Janet Yellen: Student Debt Affecting Millennial's

Janet Yellen was asked about the growing amount of student debt yesterday on Capitol Hill. According to her "We have been very attentive to trends in student debt, and as you say it really has escalated to an extraordinary degree" I'd say that's an understatement.

She stated this crisis is having a BIG impact on
housing formation with younger people. By that she means Millennials between the ages of 18-35 are not getting married and having a family. This has a big impact on the housing market as there is less demand. Also not mentioned is it has a big affect on the amount of a persons disposable income, or income they can spend on other items such as food, transport, and clothing.

Fortunately for everyone MAD Consulting offers Debt Management. We help you tackle your debt and aggressively eliminate it. It's included as part of my industry leading unlimited and starter package. Please take advantage of this affordable service. Don't let your education loans get in the way of living the life you want.

If you recall I highlighted our STUDENT DEBT BOMB in August. Much of the problem with today's student loan crisis was started with the Clinton Presidency(highlighted in my original article), and was furthered by Barack Obama as they managed to increase government involvement(not in a good way). Remember the Clinton's made it nearly impossible to get rid of your student loans in bankruptcy, and made it possible for your parents to be on the hook if you passed away. One bright spot from Barack Obama was that he made it possible for your loans to be forgiven if you worked for an approved non-profit, or government. While I'd say it's unfair to have included nearly all government workers in the forgiveness program, it nonetheless will help out some good-hearted civil service personnel working mediocre paying social service jobs for state and local entities.

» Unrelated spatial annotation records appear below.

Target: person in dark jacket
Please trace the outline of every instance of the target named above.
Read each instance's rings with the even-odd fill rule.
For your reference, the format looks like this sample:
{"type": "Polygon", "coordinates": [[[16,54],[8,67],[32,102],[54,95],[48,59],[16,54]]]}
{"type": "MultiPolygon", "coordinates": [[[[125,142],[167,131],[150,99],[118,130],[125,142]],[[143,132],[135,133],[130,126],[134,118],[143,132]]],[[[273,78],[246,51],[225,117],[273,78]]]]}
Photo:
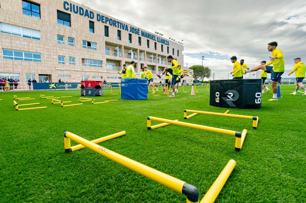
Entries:
{"type": "Polygon", "coordinates": [[[31,79],[29,79],[28,81],[28,85],[29,86],[29,88],[31,89],[31,85],[32,84],[32,80],[31,79]]]}
{"type": "Polygon", "coordinates": [[[13,89],[13,83],[14,82],[14,80],[12,79],[11,77],[9,79],[9,89],[12,90],[13,89]]]}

President-Elect Donald Trump has given some details on his plans which you can read here. Some highlights include capping everyone's debt payments at 12.5%* of income, and making it possible for the debt to be forgiven in 15 years instead of 20.

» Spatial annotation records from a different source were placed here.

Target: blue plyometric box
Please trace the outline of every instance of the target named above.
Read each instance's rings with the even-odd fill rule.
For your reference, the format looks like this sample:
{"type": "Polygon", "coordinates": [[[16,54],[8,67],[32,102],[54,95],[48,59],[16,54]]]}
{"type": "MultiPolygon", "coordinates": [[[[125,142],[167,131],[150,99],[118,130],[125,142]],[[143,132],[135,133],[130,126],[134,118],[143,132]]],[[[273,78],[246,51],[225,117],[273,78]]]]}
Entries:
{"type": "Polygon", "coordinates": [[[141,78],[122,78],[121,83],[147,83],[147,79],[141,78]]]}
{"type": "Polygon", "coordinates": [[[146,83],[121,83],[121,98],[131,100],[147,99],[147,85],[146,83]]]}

Overall he hasn't released a ton of info on this subject. His website is light on details too other than some overall statements his reforms will help ensure college remains affordable. Hopefully whatever is decided will be a step in the right direction since he understands debt more than anyone we've had in office.

 What I found disturbing is the article stated 43% of borrowers are behind, or not paying, on their federal student loans. I couldn't substantiate that statistic, but I found overall nationally it appears 11.3% of borrowers are in default on every type of student debt. The way this info is calculated makes it tough to find apples to apples stats so that's all I have unfortunately.

Either way these are both frighteningly high numbers, and hints maybe the bomb is about to go off sooner than we think. If that's the case it won't matter what Trump does since most of the damage is already done.

*students with loans before July 1 2014 have payments capped at 15%, and those after have loans capped at 10% of income.